Voraussetzung für einen Schadenersatzanspruch wegen Gepäckverspätung ist außerdem, dass der Reisende innerhalb von 21 Tagen nach Erhalt des Gepäcks der Airline schriftlich die Verspätung sowie den entstandenen Schaden mitteilt (Art. 31 MÜ). Wird dies versäumt, ist eine Klage gegen die Airline in der Regel ausgeschlossen.

Nach einer Entscheidung des OLG Celle vom 06.03.2003 – 11 U 141/02 braucht die Schadensanzeige nicht unterschrieben zu sein. Eine Anzeige per Email ist ausreichend, da es genügt, wenn die Airline den Text ausdrucken kann. Sollte der Flug nicht von der gebuchten, sondern von einer anderen Airline ausgeführt worden sein, so ist es nun möglich und ausreichend, wenn gegenüber einer der beiden Airlines die Anzeige erfolgt.

Die Höhe des Ersatzanspruchs ist gemäß Art. 22 Abs. 2 MÜ auf „1131 Sonderziehungsrechte je Reisenden“ beschränkt.

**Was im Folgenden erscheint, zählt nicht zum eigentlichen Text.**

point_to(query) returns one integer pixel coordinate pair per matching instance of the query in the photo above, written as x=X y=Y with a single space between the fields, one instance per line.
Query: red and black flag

Der offizielle Kurs der sog. „Sonderziehungsrechte“ wird vom Internationalen Währungsfonds berechnet. Derzeit (Stand 17. Dezember 2017) entspricht dies einem Betrag von 1.361,03 €.

Ersatzfähig sind sämtliche Ersatzkäufe, die der Reisende billigerweise tätigen durfte. Welche Ersatzkäufe dies sind, hängt jeweils von den Umständen des Einzelfalls, insbesondere dem Reisezweck ab.

Oftmals weigern sich Airlines, die Kosten für die getätigten Ersatzkäufe zu übernehmen. Hiervon sollten sich Reisende nicht einschüchtern lassen und sofort einen auf Reiserecht spezialisierten Rechtsanwalt beauftragen. Die Kosten des Rechtsanwalts können sodann zumeist auf die Airline abgewälzt werden.